Por enquanto, a humanidade terá de preparar-se para trabalhar, em favor, dum acomodo global dos três poderes dominantes, que evite o fantasma da guerra nuclear, ou outra queda sistémica, como aquela 2007-2008, no pulmão ocidental de Wall Street e a City Londrina (que esteve a ponto de quebrar a economia global e foi a detonante do retrocesso atual dos EEUU e a Europa, entre ouras causas: como as guerras de Iraque e do Afeganistão.)

Pelo de agora, estamos observando, esse medir de forças em confrontos regionais. Em este momento com o olho posto em Venezuela, reflexo da mudança geopolítica, que a dia de hoje, permite acercar o conflito, perto das costas de qualquer potencia. Hoje nas Caraíbas, ontem em Coreia, amanha quem sabe?

Mas somente estas tendências, mudarão significativamente, quando mudemos também, entre todos e todas, a belicista consciência. Aquelas atitudes, profundamente ignorantes, que nos fazem ver, a nossos irmãos e irmãs, como inimigos. Tão marcantes, tóxicas, contaminantes e animadas, por grupos de interesse particular, desde todas redes sociais, e programação vária, que já não somos capazes de perceber, o dano que mutuamente nos estamos a deixar fazer, tão profundo, que lembra a Europa, prévia a guerra, dos anos 30, do século passado.

Tão ensimesmados em estas dinâmicas que já não somos capazes de refletir que aquela divisão profunda do século XX, entre direita e esquerda, está, com esta nova realidade tripolar desaparecendo…

Por enquanto os velhos poderes seguiram aproveitando-se, da nossa nova queda na velha polaridade guerreira – onde vemos nos outros, os defeitos que ocultamos em nós. Sendo tão ignorantes, que não podemos dar-nos conta que os grandes males que nos assolam, como a corrupção, trânsito de drogas, desastres meio ambientais, vício, involução moral e ética… são, na realidade, sistémicos. Mas, de momento, seguiremos sonhando mais corrupto, ineficaz, destrutor o outro, o que pensa diferente. Ele, o contrário político, mais hipócrita e menos ético. Enquanto damos fogo, na doente procura de descobrir todo o lado escuro do contrário, enquanto nos facemos cegos para as nossas próprias sombras, e também para escuridão daqueles a quem, no medo profundo, servimos mais que lealmente, estupidamente.

Aplaudindo mesmo a injustiça, imposição pela força, ocultamento e falsificação, se for daquele partido ao qual nos identificamos. Perdendo o sentido da mesura, enquanto, sinalizamos com o dedo, as mesmas faltas que vemos, ou saem a luz, em outros partidos, aos quais identificamos como o inimigo.

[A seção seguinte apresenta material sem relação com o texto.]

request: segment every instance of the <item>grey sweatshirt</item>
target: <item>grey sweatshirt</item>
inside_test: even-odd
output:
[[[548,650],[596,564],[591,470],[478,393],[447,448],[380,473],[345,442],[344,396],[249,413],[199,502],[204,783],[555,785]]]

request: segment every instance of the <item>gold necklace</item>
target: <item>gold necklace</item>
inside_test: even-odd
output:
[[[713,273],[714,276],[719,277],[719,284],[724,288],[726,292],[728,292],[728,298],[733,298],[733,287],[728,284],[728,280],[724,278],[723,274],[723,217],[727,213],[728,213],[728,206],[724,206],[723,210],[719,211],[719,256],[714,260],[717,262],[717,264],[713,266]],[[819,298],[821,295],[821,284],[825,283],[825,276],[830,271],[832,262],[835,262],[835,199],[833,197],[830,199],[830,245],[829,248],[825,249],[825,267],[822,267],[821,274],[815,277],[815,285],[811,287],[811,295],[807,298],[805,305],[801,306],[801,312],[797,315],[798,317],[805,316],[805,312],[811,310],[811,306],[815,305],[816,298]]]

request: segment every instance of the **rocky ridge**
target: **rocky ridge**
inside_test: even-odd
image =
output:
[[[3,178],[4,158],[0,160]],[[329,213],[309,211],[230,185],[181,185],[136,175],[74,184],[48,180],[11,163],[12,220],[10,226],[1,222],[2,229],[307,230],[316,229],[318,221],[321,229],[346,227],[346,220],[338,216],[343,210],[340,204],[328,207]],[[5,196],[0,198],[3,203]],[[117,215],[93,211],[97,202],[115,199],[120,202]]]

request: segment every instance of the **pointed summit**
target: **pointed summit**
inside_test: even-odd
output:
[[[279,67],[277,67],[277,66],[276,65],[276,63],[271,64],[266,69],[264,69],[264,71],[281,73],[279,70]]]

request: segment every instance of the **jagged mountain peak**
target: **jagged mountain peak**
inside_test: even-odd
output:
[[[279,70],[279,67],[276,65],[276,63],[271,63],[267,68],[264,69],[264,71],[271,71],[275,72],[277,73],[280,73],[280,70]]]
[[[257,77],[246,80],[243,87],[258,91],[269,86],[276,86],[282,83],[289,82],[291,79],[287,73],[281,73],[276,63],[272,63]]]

Isto, somente é possível, por causa do medo que as mudanças trazem e nós não entendemos. Esse mesmo medo que aproveitam as elites de sempre, aquelas que tem melhor e maior acesso a informação, para manipular-nos e enfrentar-nos. Pois sem o nosso confronto não poderiam seguir ordenando o mundo por cima enquanto elas, normalmente muito habilidosas, apostam pelos dous bandos. Para sempre saírem ganhando.

Se quisermos, realmente, contribuir para um acomodo global dos três poderes (e evitar com elo o confronto global, sempre pelo sector mais belicista, imposto), comecemos por acomodar-nos, nós, com o nosso vizinho de enfrente.